Divided between two floors and nearly 4,000 square feet, Mordecai’s ground level houses a lengthy 17-seat oak bar, which runs parallel to a long banquette punctuated by a series of lounge tables. Three flat screen TVs hang above the bar, disappearing behind sliding sheer screens when notable games are off-air. Upstairs, a secondary, more intimate room counts 40 indoor seats, plus eight barstools, in addition to 30 chairs on the adjacent outdoor patio. One flat screen TV offers a live feed of the game just a stone’s throw away.
While all food and beverage menus are offered throughout the venue, Merges describes the lower bar as presenting a slightly more accessible imbibing experience, equipped with 10 beers and four cocktails on tap. Meanwhile, patrons one level up can choose from four beers and four cocktails on tap. The top-level bar is also where most of Mordecai’s rare distillates will live. As for beer, expect mostly local microbrews from producers like Off Color Brewing and Hopewell Brewing Co. Some might recall that last summer, Merges debuted Lucky Dorr, a smaller beer-focused bar across the street hinged on collaboratively-made beers. One of those will be on tap at Mordecai, with likely more to come.
If Billy Sunday is a bar heavy on amaro, then Mordecai is a temple for American whiskey. According to Bachman, Mordecai’s beverage program “really features spirits themselves,” with about 70 percent of his backbar (out of 300 scarce spirits) dedicated to rare pours that range from $25 for Heaven Hill to $450 for Willett Family Estate 22 year old single-barrel bourbon, purchase at auction from the late famed German bourbon collector Heinz Taubenheim.

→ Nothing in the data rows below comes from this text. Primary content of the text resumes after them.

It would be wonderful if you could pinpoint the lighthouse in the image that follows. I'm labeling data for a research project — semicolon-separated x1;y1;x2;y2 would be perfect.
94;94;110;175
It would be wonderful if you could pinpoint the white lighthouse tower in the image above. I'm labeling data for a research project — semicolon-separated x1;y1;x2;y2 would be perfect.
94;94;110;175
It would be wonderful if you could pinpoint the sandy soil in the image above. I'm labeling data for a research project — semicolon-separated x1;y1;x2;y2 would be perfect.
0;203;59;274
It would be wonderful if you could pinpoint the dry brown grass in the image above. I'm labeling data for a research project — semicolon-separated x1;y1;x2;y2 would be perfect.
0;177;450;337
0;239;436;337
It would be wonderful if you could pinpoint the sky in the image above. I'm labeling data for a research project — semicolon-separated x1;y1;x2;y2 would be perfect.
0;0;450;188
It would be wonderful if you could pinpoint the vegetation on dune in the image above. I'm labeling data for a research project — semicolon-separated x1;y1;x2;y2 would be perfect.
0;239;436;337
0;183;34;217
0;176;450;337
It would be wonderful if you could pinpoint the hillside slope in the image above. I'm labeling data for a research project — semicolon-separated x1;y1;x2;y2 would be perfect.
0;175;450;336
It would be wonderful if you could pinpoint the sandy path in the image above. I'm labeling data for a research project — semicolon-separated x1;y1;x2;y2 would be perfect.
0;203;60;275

Other uncommon pours include a slate of Baltimore and Pennsylvania-style ryes going back to the ’30s and ’40s, original Pappy Van Winkle releases, and 15 styles of Italian amari Carciofo and Cynar. In fact, Merges says that Mordecai will house the nation’s largest collection of Pappy and Stitzel-Weller, counting around 50 bottles total. Bachman plans to serve them with branch water—water shipped over from a source near the distillery.

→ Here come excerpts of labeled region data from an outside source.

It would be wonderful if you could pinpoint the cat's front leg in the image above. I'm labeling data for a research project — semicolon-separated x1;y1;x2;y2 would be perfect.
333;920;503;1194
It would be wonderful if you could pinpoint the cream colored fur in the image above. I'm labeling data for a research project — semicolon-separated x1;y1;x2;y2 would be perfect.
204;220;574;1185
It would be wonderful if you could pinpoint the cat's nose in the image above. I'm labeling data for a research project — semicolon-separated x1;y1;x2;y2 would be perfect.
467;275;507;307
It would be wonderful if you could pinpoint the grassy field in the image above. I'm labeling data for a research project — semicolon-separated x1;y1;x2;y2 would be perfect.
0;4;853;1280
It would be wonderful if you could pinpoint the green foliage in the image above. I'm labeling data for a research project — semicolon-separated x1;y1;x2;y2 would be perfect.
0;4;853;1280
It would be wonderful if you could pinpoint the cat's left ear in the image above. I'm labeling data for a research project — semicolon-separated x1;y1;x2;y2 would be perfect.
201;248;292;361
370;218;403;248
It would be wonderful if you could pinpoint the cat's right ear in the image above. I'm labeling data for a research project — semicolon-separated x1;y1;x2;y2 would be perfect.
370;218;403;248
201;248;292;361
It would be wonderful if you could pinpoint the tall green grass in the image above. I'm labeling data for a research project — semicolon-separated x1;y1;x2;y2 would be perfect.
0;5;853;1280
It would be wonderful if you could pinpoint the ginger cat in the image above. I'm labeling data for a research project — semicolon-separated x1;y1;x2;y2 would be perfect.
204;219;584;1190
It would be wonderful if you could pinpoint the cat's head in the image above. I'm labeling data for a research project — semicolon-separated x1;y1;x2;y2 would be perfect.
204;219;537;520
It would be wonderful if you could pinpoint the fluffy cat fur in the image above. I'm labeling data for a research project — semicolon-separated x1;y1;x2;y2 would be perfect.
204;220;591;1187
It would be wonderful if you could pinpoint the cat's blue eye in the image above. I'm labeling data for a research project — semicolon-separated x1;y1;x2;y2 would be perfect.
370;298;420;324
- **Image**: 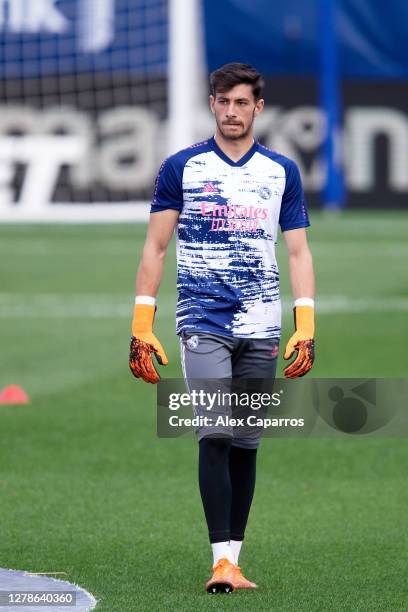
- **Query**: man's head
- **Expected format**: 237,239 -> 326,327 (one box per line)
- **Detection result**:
210,63 -> 264,140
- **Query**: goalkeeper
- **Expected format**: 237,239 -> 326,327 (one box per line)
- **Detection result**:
130,63 -> 314,593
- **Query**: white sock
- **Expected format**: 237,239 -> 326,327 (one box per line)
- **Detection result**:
230,540 -> 242,565
211,542 -> 235,565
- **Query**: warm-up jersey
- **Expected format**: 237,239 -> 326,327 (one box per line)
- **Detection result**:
151,138 -> 309,338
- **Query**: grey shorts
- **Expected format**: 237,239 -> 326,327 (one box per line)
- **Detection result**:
180,332 -> 279,448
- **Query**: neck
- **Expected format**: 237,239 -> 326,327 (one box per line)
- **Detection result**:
215,128 -> 254,162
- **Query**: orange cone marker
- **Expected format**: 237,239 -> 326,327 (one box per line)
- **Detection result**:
0,385 -> 30,405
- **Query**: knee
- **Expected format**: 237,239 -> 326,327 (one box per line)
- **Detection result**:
199,438 -> 232,462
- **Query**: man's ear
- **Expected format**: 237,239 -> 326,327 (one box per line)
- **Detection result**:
254,98 -> 265,117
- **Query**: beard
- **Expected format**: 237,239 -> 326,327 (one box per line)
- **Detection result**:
216,119 -> 254,141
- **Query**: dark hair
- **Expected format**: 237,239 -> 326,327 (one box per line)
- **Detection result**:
210,62 -> 265,100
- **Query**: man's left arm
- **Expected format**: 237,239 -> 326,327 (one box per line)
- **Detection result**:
283,228 -> 315,378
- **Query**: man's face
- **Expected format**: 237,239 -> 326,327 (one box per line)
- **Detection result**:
210,83 -> 264,140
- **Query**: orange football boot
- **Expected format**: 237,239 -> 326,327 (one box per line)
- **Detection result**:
232,565 -> 258,589
205,559 -> 236,595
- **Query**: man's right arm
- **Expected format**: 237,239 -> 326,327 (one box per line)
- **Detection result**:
129,209 -> 180,383
136,209 -> 180,298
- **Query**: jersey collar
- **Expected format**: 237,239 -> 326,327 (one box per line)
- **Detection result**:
208,136 -> 258,167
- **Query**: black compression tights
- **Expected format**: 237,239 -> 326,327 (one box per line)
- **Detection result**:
198,438 -> 257,544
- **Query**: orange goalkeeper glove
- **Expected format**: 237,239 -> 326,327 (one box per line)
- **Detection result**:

Beyond whiskey, though, Bachman is especially excited about the bar’s extensive gin collection, which counts pretty much every large producer in Great Britain, plus forgotten styles like orange gin (via a Gordon’s bottle from the ’50s) and defunct brands now challenging to find.
With a larger space encompassing a total of 195 seats split between two floors and an outdoor patio, Bachman says that his cocktail program is “not as done up” as that of Billy Sunday, which caters to a crowd one quarter the size. However, future patrons can anticipate the same level of finesse and quality-minded ingredients via a slate of inspired elixirs, some more traditional than others. Priced between $12 and $15, libations range from a Gin Rickey to a house-made take on Zima (yes, that Zima), served in a beer mug with a scoop of Curaçao sherbet.
Former Longman & Eagle chef Jared Wentworth has devised a slate of American bistro plates, on offer both upstairs and down (except during game days, when Mordecai will serve an abbreviated menu), alongside a concise collection of bar bites. Think everything from roasted bone marrow and porchetta with English pea risotto to snacky bar bites like oysters and beer-battered cheese curds.
In conceiving of Mordecai’s aesthetic, Merges worked with his wife Rachel Crowl’s architecture firm Fc Studio to devise a modern, comfortable space dressed with vintage sports imagery from the baseball hall of fame and the Cubs archive.
Mordecai joins an impressive cast of Chicago’s top characters setting up shop in Wrigleyville. Also to come (or already open) in and around Hotel Zachary are Big Star’s hotly anticipated expansion, Smoke Daddy; Boka Group’s Dutch & Doc’s; a TBA concept by Spiaggia’s Tony Mantuano with Cubs manager Joe Maddon; and more.